All Archie and Olivia wanted was for their kids to be normal. You don't see them flaunting their success. The whole family is warm and generous, a joy to be around." Some of this seems almost too Hollywood to be true. Archie,the All-American quarterback from tiny Drew, Miss., marries a former Ole Miss homecoming queen. They raise three intelligent, energetic, athletic sons, all of whom also excel academically (Peyton, who graduated cum laude
in three years, and Eli, who finished in December, both won NCAA
>>scholarship/academic awards, including an $18,000 postgraduate scholarship by Eli). Archie was fearful of being a Todd Marinovich father, so he never pressured them to play sports or most certainly quarterback. He instructs them only if they ask. But they are smart enough to do just that; he teaches
them proper mechanics, his love of sports. It shows. Cooper would proudly have 3-year-old Peyton demonstrate to friends his five-step drop; Eli would sleep with Nerf baseballs and footballs in his bed, not stuffed animals. But Archie refrained from coaching their youth teams. It has been troubling enough when his sons have been singled out by rival parents who encouraged
their kids "to stop that Manning." He vowed to stay in the background, supportive but quiet. To this day, he still is, even skipping Eli's pro workout. In the most simplistic terms, Peyton is Archie, Eli is Olivia, Cooper is everyone. Cooper is the family star, really; its optimist, its energy, its funny bone. "I'm just as proud of what Cooper has done in business as I am of anything Peyton and Eli has accomplished," says Archie. Cooper also has produced the first grandchild, with another due in April. The family is impressively protective of Cooper's feelings and his role.
Eli understands.
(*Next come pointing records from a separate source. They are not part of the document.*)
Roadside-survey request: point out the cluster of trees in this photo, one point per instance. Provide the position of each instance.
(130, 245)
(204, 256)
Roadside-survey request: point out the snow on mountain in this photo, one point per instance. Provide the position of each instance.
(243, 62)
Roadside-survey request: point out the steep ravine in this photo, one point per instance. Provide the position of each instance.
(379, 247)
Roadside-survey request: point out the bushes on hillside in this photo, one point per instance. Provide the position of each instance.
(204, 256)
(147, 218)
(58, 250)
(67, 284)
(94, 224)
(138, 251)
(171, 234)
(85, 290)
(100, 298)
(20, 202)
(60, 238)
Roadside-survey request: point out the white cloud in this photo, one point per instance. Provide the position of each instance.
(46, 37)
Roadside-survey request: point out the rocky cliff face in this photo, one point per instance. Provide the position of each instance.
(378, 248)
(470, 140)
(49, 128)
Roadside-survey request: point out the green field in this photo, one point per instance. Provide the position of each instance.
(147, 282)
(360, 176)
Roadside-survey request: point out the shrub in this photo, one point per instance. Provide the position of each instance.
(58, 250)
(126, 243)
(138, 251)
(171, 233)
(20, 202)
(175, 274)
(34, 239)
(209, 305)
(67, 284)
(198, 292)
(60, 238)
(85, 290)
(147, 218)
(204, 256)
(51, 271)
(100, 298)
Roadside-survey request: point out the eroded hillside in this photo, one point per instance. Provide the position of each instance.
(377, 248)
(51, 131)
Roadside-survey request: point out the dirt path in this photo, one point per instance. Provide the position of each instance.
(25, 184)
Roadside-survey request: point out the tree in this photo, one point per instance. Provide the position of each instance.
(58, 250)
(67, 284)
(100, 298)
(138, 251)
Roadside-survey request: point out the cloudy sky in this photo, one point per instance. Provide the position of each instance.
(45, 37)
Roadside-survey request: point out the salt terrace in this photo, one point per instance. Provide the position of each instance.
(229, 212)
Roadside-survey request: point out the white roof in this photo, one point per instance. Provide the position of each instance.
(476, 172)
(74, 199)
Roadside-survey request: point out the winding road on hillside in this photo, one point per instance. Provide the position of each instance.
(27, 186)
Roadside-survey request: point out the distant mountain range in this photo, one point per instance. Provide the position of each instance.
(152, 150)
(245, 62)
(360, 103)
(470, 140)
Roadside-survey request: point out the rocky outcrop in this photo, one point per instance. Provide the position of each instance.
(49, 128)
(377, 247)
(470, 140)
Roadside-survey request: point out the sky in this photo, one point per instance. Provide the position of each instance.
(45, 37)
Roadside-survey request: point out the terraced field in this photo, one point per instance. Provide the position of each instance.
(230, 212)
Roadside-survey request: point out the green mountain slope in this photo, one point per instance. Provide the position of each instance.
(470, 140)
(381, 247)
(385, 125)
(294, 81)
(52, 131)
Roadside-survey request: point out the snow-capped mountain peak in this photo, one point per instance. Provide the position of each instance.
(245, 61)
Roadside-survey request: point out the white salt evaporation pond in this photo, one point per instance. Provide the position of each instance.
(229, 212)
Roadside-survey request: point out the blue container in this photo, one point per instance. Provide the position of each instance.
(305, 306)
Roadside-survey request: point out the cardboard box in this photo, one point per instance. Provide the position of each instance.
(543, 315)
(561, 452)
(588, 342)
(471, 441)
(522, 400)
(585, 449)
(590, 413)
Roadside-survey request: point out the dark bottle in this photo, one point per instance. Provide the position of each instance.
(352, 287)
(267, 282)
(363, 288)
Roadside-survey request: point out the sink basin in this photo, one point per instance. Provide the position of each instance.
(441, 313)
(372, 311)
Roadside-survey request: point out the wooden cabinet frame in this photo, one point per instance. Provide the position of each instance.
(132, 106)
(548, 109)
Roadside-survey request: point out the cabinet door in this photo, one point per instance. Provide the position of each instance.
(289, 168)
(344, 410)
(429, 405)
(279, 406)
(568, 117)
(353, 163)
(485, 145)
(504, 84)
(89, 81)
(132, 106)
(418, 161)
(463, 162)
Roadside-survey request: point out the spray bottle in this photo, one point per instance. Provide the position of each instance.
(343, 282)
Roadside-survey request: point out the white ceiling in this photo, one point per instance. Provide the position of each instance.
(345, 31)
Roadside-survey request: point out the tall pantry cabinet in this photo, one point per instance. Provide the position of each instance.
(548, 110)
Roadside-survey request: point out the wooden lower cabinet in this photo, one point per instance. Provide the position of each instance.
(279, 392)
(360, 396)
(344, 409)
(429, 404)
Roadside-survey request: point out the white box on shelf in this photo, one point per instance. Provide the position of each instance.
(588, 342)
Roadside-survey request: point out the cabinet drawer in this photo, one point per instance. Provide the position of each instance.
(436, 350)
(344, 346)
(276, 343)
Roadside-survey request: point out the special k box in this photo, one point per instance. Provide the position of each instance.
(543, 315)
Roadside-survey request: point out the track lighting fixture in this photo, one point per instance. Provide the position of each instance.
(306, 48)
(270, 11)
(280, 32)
When Cooper was at Ole Miss, Eli remembers fondly the time spent in his apartment. So when Eli went there, he was determined to rent the same place. He eventually did. Archie is detailed, determined, organized, living off lists, making only well-researched and analytical decisions. Peyton always has had lists, too; Eli just got himself his first organizer. His sons love to mess with Archie's habits. At Ole Miss, Archie would straighten up Eli's apartment. When he left the room, Eli would create
some clutter, just to see his dad clean that up, too. When Peyton was in college, one of his first roommates was messy. Peyton not only tidied up the room, he made his friend's bed. He thinks it makes perfect sense to map out his life after his dad's. Cooper and Peyton were inseparable; even today, no one laughs harder at Cooper's jokes than Peyton. But Eli was too young to
pal around with them; too young to attend his dad's workouts as they did;too young to remember his dad playing in the pros. He would try to play catch with Peyton, but he dropped too many balls, so Peyton took pillows off the couch and taped them to Eli's arms. He looked like a big marshmallow, but at least he could smother the passes. When Eli was 13, Peyton left for college. Archie was traveling a lot, and Eli and Olivia became best friends. "He's his mama's boy," says Ball, the family friend. Olivia is soft, gentle, quiet, same as Eli, who has the nickname "Easy." Archie calls her "my great equalizer." Their friends credit her with creating the family's solid foundation. "My mom knows how to do everything," says Eli. "My dad is clueless. I don't think he knows how to wash clothes. When I get my first place as a pro, I will have her come out and decorate and organize it." Olivia rarely gets upset over anything, even when she had to watch her sons
play 17 basketball games in one weekend. One day, she let her men eat in the den so they could watch a game. When they left their plates, she erupted. "I think the least you could do is show me some respect by taking your plates to the kitchen," she told them. She walked away, but came back seconds later. "And another thing. I am tired of washing jock straps." Eli and
Peyton have become closer as they have grown older. Last fall, they would talk briefly each weekend about their respective games; every Thursday, they would have lengthy discussions, sometimes about their next opponents.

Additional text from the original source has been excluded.